Gravitational wave was directly detected for the first time in 2015 after a century of its prediction by Einstein’s General Theory of Relativity in 1916. But, the continuous, low frequency Gravitational-wave Background (GWB) that is thought to be present throughout the universe has not been detected directly so far. The researchers at North American Nanohertz Observatory for Gravitational Waves (NANOGrav) have recently reported detection of a low-frequency signal that could be ‘Gravitational-wave Background (GWB)’.   
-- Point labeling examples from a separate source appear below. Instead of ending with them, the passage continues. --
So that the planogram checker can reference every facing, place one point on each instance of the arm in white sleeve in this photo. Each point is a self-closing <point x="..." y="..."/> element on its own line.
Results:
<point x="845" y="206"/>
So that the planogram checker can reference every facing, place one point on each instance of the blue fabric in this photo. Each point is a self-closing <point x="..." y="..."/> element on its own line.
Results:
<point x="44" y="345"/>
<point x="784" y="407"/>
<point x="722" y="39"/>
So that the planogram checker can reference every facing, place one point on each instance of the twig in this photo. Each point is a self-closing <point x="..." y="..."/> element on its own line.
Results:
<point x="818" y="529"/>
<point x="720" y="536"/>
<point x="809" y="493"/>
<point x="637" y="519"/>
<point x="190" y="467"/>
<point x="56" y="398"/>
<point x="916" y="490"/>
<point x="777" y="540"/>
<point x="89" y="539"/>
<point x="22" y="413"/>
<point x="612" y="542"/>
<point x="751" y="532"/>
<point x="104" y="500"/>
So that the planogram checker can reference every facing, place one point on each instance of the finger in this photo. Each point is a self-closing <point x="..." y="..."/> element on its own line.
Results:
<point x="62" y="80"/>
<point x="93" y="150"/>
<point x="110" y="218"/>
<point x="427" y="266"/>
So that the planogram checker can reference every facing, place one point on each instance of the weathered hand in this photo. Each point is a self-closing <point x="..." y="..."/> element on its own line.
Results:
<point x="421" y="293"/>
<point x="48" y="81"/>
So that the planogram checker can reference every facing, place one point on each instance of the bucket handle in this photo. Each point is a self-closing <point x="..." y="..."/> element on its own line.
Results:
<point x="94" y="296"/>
General theory of relativity propounded by Einstein in 1916 predicts that major cosmic events such as supernova or merger of black holes should produce gravitational waves that propagate through the Universe. Earth should be awash with gravitational waves from all directions all the time but these are undetected because they become extremely weak by the time they reach earth. It took about a century to make a direct detection of gravitational ripples when in 2015 LIGO-Virgo team was successful in detecting gravitational waves produced due to merger of two black holes situated at a distance of 1.3 billion light-years from the Earth ⁽¹⁾. This also meant the detected ripples were bearer of information about the cosmic event that took place about 1.3 billion years ago.  

Since the first detection in 2015, a good number of gravitation ripples have been recorded till date. Most of them were due to merger of two black holes, few were due to collision of two neutron stars ⁽²⁾. All detected gravitational waves so far were episodic, caused due to binary pair of black holes or neutron stars spiralling and merging or colliding with each other ⁽³⁾ and were of high frequency, short wavelength (in milliseconds range).   
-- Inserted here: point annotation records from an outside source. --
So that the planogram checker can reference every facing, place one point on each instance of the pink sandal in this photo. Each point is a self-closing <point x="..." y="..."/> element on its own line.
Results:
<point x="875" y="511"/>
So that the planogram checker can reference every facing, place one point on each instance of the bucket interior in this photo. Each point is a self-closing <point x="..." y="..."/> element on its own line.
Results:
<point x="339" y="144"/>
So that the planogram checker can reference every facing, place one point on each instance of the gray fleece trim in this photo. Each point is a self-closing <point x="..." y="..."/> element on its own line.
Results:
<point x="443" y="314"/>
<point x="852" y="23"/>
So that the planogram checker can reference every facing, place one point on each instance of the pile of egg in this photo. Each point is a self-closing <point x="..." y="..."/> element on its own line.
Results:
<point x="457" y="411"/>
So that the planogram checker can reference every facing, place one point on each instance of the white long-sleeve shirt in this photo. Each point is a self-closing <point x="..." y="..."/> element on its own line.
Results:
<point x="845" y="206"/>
However, since there is possibility of large number of sources of gravitational waves in the universe hence many gravitational waves together from all over the universe may be continuously passing through the earth all the time forming a background or noise. This should be continuous, random and of low frequency small wave. It is estimated that some part of it may even have originated from the Big Bang. Called Gravitational-wave Background (GWB), this has not been detected so far ⁽³⁾.  

But we may be on the verge of a breakthrough – the researchers at the North American Nanohertz Observatory for Gravitational Waves (NANOGrav) have reported detection of a low-frequency signal that could be ‘Gravitational-wave Background (GWB) ^(4,5,6).  
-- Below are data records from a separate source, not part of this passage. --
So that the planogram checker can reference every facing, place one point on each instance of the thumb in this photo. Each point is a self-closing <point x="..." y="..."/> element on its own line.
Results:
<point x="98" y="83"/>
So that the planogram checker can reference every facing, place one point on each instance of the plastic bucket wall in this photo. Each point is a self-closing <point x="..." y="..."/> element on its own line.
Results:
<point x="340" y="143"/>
Unlike LIGO-virgo team who detected gravitational wave from individual pairs of black holes, NANOGrav team have looked for persistent, noise like, ‘combined’ gravitational wave created over very long period of time by countless blackholes in the universe. The focus was on ‘very long wavelength’ gravitational wave at the other end of ‘gravitational wave spectrum’.

Unlike light and other electromagnetic radiations, the gravitational waves cannot be observed directly with a telescope.  

The NANOGrav team chose millisecond pulsars (MSPs) that rotate very rapidly with long term stability. There is steady pattern of light coming from these pulsers which should be altered by the gravitational wave. The idea was to observe and monitor an ensemble of ultra-stable millisecond pulsars (MSP) for correlated changes in the timing of the arrival of the signals at the Earth thus creating a “Galaxy-sized” gravitational-wave detector within our own galaxy. The team created a pulsar timing array by studying 47 of such pulsars. The Arecibo Observatory and the Green Bank Telescope were the radio telescopes used for the measurements.   

The data set obtained so far includes 47 MSPs and over 12.5 years of observations. Based on this, it is not possible to conclusively prove direct detection of GWB though the detected low frequency signals very much indicate that. Perhaps, the next step would be to include more pulsars in the array and study them for longer period of time to enhance sensitivity.  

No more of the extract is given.